Serving Suggestions & Variations

While this Coconut Angel Food Cake is spectacular on its own, here are some ideas to make it even more versatile and exciting:

  • Tropical Twist: Instead of just berries, add diced mango, pineapple, or passion fruit pulp to your berry mix for an even more intense tropical flavor.
  • Chocolate Drizzle: A light drizzle of melted dark chocolate over each slice before serving can add a decadent touch, complementing the coconut beautifully.
  • Lemon Zest: Incorporate a bit of fresh lemon zest into the coconut whipped cream for a brighter, zesty note that cuts through the sweetness.
  • Toasted Coconut Flakes: For an enhanced nutty flavor and crunch, lightly toast the shredded coconut in a dry pan over medium-low heat until golden brown before sprinkling over the cake.

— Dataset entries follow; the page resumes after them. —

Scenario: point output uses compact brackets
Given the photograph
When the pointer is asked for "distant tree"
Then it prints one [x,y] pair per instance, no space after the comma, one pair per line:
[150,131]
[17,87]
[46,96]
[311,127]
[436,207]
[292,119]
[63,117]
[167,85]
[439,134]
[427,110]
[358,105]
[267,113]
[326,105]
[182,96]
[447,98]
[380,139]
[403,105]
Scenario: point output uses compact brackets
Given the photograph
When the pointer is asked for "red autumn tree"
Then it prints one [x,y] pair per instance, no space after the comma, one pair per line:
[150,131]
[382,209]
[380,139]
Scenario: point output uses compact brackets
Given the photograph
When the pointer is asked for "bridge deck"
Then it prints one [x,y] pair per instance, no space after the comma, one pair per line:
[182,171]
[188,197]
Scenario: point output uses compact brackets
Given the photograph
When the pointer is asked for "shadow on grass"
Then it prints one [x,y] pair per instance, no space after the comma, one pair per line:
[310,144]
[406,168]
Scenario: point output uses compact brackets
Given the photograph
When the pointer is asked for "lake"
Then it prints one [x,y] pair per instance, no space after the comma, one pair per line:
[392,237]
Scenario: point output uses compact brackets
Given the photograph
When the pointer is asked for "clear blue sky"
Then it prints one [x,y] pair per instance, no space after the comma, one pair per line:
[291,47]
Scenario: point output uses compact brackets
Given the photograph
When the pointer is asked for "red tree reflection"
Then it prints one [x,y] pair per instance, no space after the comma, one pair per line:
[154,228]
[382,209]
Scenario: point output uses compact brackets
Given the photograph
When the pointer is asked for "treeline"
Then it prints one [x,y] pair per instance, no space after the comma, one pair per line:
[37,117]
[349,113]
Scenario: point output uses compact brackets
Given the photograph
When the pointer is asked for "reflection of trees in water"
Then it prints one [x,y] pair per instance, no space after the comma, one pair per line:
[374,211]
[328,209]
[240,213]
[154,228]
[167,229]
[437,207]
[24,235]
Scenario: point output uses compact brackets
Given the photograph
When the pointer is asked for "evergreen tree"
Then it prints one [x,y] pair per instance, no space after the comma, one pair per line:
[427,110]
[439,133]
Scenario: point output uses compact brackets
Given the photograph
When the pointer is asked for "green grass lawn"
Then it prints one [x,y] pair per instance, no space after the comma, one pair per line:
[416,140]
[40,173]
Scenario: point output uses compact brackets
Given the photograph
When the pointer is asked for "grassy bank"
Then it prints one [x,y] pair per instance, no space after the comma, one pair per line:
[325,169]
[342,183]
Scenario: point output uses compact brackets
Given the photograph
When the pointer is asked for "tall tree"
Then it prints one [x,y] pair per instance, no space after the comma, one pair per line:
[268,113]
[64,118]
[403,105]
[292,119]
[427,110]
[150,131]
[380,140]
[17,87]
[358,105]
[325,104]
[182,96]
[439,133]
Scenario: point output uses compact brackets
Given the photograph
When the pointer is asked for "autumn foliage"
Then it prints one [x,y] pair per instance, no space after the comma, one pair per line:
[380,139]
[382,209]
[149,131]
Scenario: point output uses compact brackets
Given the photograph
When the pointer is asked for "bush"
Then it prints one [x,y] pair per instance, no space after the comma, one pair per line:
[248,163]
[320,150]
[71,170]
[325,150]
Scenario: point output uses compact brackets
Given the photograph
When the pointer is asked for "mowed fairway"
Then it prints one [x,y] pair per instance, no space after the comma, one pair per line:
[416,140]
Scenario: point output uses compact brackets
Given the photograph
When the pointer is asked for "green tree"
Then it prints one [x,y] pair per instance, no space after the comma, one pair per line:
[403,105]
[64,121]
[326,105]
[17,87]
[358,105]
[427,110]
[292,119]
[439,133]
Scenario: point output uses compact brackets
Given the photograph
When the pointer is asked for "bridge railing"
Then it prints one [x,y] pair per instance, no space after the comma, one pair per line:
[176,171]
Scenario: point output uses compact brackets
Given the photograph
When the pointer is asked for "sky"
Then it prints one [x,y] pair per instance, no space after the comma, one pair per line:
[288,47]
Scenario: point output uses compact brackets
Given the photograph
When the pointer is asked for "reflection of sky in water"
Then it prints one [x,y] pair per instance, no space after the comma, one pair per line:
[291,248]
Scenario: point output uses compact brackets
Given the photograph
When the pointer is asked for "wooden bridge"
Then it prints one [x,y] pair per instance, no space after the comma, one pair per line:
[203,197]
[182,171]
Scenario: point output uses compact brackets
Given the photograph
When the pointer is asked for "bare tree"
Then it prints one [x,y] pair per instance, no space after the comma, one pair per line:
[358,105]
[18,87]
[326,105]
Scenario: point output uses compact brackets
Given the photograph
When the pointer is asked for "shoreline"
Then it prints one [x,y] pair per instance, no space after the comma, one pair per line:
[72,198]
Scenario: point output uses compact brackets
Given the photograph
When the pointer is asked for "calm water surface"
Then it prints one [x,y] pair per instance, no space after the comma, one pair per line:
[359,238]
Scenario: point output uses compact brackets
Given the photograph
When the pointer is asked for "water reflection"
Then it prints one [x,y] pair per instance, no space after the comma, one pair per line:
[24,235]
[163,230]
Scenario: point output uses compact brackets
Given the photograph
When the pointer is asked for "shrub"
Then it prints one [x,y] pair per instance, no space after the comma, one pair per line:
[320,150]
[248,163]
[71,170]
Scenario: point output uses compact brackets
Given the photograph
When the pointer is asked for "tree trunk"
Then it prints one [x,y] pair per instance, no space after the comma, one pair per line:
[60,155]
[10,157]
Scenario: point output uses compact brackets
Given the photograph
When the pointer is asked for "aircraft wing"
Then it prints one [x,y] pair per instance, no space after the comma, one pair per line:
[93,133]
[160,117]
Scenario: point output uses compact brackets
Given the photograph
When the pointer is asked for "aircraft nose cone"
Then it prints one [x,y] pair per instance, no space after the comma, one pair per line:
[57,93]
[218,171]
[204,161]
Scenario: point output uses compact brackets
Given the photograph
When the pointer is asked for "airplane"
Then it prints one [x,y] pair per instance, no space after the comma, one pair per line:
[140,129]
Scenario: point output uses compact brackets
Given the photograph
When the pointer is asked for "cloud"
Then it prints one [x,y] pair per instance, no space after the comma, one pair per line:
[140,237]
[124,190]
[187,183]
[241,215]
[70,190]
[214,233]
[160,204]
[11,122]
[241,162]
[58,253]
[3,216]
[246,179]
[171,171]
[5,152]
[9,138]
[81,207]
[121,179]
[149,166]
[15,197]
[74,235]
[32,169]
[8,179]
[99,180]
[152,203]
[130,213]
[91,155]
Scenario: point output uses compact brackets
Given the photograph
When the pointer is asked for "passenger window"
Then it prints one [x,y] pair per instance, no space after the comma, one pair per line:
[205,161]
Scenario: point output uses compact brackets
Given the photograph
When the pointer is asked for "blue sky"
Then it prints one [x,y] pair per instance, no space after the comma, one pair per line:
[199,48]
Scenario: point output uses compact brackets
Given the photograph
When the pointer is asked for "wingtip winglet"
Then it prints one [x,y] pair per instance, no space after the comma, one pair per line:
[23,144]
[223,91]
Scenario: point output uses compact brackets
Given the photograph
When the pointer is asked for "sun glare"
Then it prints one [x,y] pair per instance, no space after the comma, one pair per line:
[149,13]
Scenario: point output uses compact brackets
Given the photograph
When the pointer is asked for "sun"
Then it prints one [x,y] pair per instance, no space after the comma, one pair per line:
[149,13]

Storage Tips for Your Angel Food Cake

Angel food cake is best enjoyed fresh, but it can be stored to maintain its delightful texture:

  • Room Temperature: The cake (without the whipped cream and berries) can be stored at room temperature, uncovered or loosely covered, for up to 2 days. This is important to prevent it from becoming sticky or dense.
  • Refrigeration (with toppings): If topped with whipped cream and berries, the cake should be refrigerated. Cover loosely with plastic wrap. It will remain fresh for up to 1-2 days, though the cake may absorb some moisture from the toppings over time.
  • Freezing: For longer storage, freeze plain slices of angel food cake. Wrap individual slices tightly in plastic wrap, then place them in an airtight freezer-safe bag for up to 1 month. Thaw at room temperature before serving and adding fresh toppings.

This Coconut Angel Food Cake with Berries is truly a recipe to cherish. Its delicate crumb, tropical aroma, and fresh toppings make it an unforgettable dessert that embodies the light, carefree spirit of summer. Whether you’re baking for a special occasion or simply treating yourself, this cake promises a slice of pure bliss. Enjoy every delightful bite!